We performed this meta-analysis in accordance with the guidelines of the Preferred Reporting Items for Systematic Reviews and Meta-Analysis (PRISMA) .
Published RCTs that evaluated the effects of IA Mg on postoperative pain management after arthroscopic knee surgeries were searched in the PubMed, Medline, Embase, Web of Science, and Cochrane library electronic databases inclusive until September 30, 2019. The words and MESH terms "Intra-Articular", "Magnesium", "Arthroscopy", "Postoperative", and “Pain” were searched individually and in different combinations. A manual search of references from eligible and relevant studies was performed to find additional trials. No restrictions were imposed regarding language or publication status.
Inclusion and Exclusion Criteria
Eligible studies were required to meet the following inclusion criteria: (1) RCTs; (2) patients undergoing arthroscopic knee surgery; (3) administration of Mg through the IA route; (4) including an experimental group of IA Mg or IA Mg plus a local anesthetic; and (5) including a control group of saline or local anesthetic alone. The exclusion criteria were: (1) non-RCTs; (2) reviews, letters, abstracts, case series, or editorials; (3) the administration of Mg not through the IA route; and (4) studies with insufficient data.

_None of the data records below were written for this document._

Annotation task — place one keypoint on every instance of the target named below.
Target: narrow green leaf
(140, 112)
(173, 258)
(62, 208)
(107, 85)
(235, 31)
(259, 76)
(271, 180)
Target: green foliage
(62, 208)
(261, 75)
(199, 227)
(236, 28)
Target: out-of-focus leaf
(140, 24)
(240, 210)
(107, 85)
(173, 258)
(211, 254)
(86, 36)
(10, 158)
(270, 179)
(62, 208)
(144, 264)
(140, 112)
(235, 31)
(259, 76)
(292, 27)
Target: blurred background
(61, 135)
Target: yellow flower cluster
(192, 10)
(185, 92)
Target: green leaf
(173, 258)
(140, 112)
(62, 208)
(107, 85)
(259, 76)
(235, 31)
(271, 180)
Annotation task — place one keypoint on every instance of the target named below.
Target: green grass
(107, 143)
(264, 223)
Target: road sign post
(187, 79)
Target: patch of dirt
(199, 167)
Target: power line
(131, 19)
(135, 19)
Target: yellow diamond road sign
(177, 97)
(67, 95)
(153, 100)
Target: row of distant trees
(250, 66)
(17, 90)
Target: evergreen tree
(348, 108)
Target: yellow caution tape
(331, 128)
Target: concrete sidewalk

Two authors (Lijun Shi and Jinhui Ma) independently assessed the initial search results to exclude irrelevant trials and identify eligible studies according to the inclusion and exclusion criteria by screening titles and abstracts. Full-texts of any potentially useful studies were reviewed. Any discrepancies were resolved by consulting with a third author (Wei Sun).
Two authors (Lili Shi and Tengqi Li) independently evaluated the included studies and extracted trial details using special data collection forms developed for this investigation. Disagreements were resolved by consensus or consultation with a third author.
We first extracted data from tables or text. For data not reported numerically, we extracted them from available figures using the software GetData (http://getdata-graph-digitizer.com/index.php). Continuous data were reported using means and standard deviations (SD), and data presented in terms of the median and range were converted to means and SD . For trials that involved more than one experimental group in comparison with a single control group, the relevant comparisons to the comparator were split for primary analysis.
The data extracted from trials included the first author, year of publication, sample size, patient baseline characteristics, type of surgery, type of anesthesia, IA Mg dose, pain scores at rest and with movement (postoperative 2, 4, 12 and 24 h), cumulative opioid consumption, time to first rescue analgesic request (min), and adverse events. The pain intensity was measured using the 10-point visual analogue scale (VAS), where 0 means no pain and 10 means the most severe pain. The numerical rating scale (NRS) of pain was converted to a VAS score. Postoperative opioid consumption within 24 h was converted to the equivalent dosage of intravenous (IV) morphine .
The primary outcomes of interest were the pain VAS scores at rest and with movement at different postoperative time points and total opioid consumption (IV morphine equivalent, mg) in the first 24-h postoperative period. The secondary outcomes included the time to first analgesic requirement (min) and the incidence of side effects.
Assessments of the Risk of Bias and Methodological Quality
Two senior authors (Fuqiang Gao and Wei Sun) independently evaluated the methodological quality of the included studies using the Cochrane Collaboration’s Risk of bias tool , which contains seven domains: random sequence generation, allocation concealment, blinding of participants and personnel, blinding of outcome assessment, incomplete outcome data, selective outcome reporting, and other sources of bias. The risk of bias was defined as high, low, and unclear. Disagreements were resolved by discussion.
The quality of evidence for each outcome was judged with the Grading of Recommendations Assessment, Development and Evaluation (GRADE) methodology , which consists of five items: study limitations, inconsistency of results, indirectness of evidence, imprecision, and reporting bias. This methodology categorizes the strength of evidence as high, moderate, low, or very low, and each of these items may be used to define the quality level. This process was conducted using Grade Proﬁler software (GRADEpro version 3.6).
All statistical analyses were conducted using Review Manager software (RevMan version 5.3). Continuous variables are reported as mean differences (MD) with 99% confidence intervals (CIs). As the incidence of adverse events was very low, only qualitative analysis and description was performed. Statistical heterogeneity was measured and reported as I2, which describes the percentage of the total variability caused by heterogeneity rather than by chance. The I2 values ranged between 0% and 100%, where values above 50% and 75% represent substantial and considerable heterogeneity, respectively. If the heterogeneity was significant (p < 0.05, I2 > 50%), the random-effects model was used. Otherwise, the fixed effects model was adopted (p > 0.05, I2 < 50%). Sensitivity analysis was further performed by removing one trial at a time to explore possible explanations for heterogeneity and to identify the influence of a single RCT on the overall mean differences.